SQL on FHIR WG Meetings



SQL on FHIR WG Meeting — August 19, 2025
Arjun Sanyal
Principal Antidote Solutions
Nikolai Ryzhikov
CTO at Health Samurai
Eugene Vestel
Software Engineer
Steve Munini
CEO and CTO, Helios Software
Aug 19, 2025
Topics discussed:
- Gene Vestel showed a mock-up that takes one CQL measure down two paths and produces a MeasureReport from each — one via CQL evaluation, one via a SQL query generated from that CQL — then puts the two reports and their timings side by side. His argument for why this should be possible: a quality measure isn't nuclear engineering, it's a collection of lookups and evaluations asking whether the values in a resource meet a requirement. The prototype does the translation with an LLM; the real version would compile ELM to SQL piece by piece.
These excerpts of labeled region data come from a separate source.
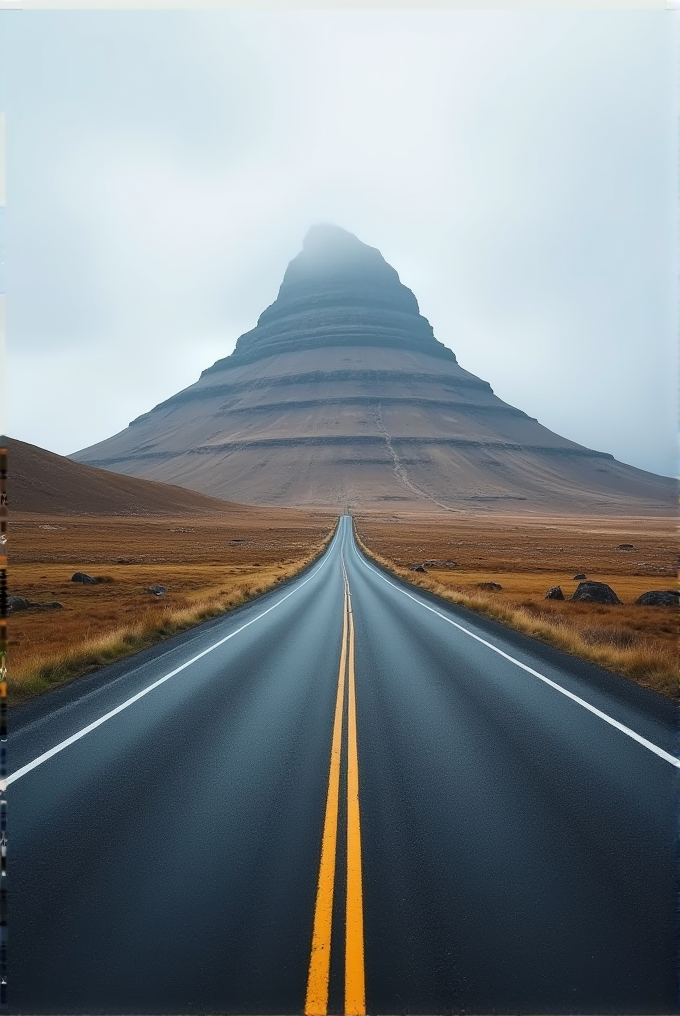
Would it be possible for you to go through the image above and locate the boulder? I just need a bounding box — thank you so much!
[635,589,680,607]
[7,596,30,611]
[571,582,621,604]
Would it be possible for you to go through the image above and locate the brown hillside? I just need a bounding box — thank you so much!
[7,438,242,516]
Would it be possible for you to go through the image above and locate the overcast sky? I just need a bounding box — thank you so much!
[0,11,677,474]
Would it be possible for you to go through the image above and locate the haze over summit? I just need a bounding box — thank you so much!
[0,11,677,474]
[73,224,675,514]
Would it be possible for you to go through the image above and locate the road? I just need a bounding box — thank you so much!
[7,517,678,1016]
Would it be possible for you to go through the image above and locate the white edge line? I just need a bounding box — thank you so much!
[5,526,339,790]
[353,542,680,769]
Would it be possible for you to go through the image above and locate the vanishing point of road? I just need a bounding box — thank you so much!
[7,516,678,1016]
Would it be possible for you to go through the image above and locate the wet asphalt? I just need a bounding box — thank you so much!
[7,518,678,1014]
- Arjun Sanyal's objection was schema stability. Nothing guarantees that
birthDatein CQL isDOBin the system you're running against, so a translation that works on paper meets a mapping problem in the real world. Gene conceded the point and turned it into a precondition: you'd have to pin the CQL to a known set of resources and to the ViewDefinitions aligned with them — his prototype quietly assumes that's already true. - Steve Munini asked which corners of CQL wouldn't survive the trip. Gene's answer was that it scales with complexity: a one-liner that identifies the diabetic patients is trivial, a thousand-line medication adherence HEDIS measure with hundreds of logical statements is another animal entirely — but if you treat CQL as a collection of operations and lookups, the same machinery should extend.
- Nikolai reframed it so translation isn't the point. CQL isn't always the source of truth — sometimes the source of truth is just a report someone wants — so the value is giving people the same logic expressible as ViewDefinitions plus SQL and letting them pick per use case, since some measures are painful to run performantly over a whole population in CQL. He added the useful inversion: if CQL is the official statement of the logic, run both over the same data sets with the corner cases in, and if the results match you can trust your SQL version — CQL becomes the reference implementation you test against.
- Nikolai's other topic was materialisation, and he was careful that it isn't export. The user-facing shape is "here's a ViewDefinition, here's a destination, keep it up to date, I don't care how" — closer to a materialised view plus REFRESH than to re-exporting and reloading. It doesn't fit the export API: no output files, no formats, and you need to see the view's status or refresh it by hand. That points at a separate operational resource rather than a definitional one. Steve was interested and asked whether this meant Postgres views or ANSI views; Nikolai said neither necessarily — sometimes it's an unlogged table, and the destination might be Postgres or ClickHouse. Steve noted that change-data-capture adapters pushing every table change onto a Kafka topic are the same shape of problem, and worth characterising at spec level.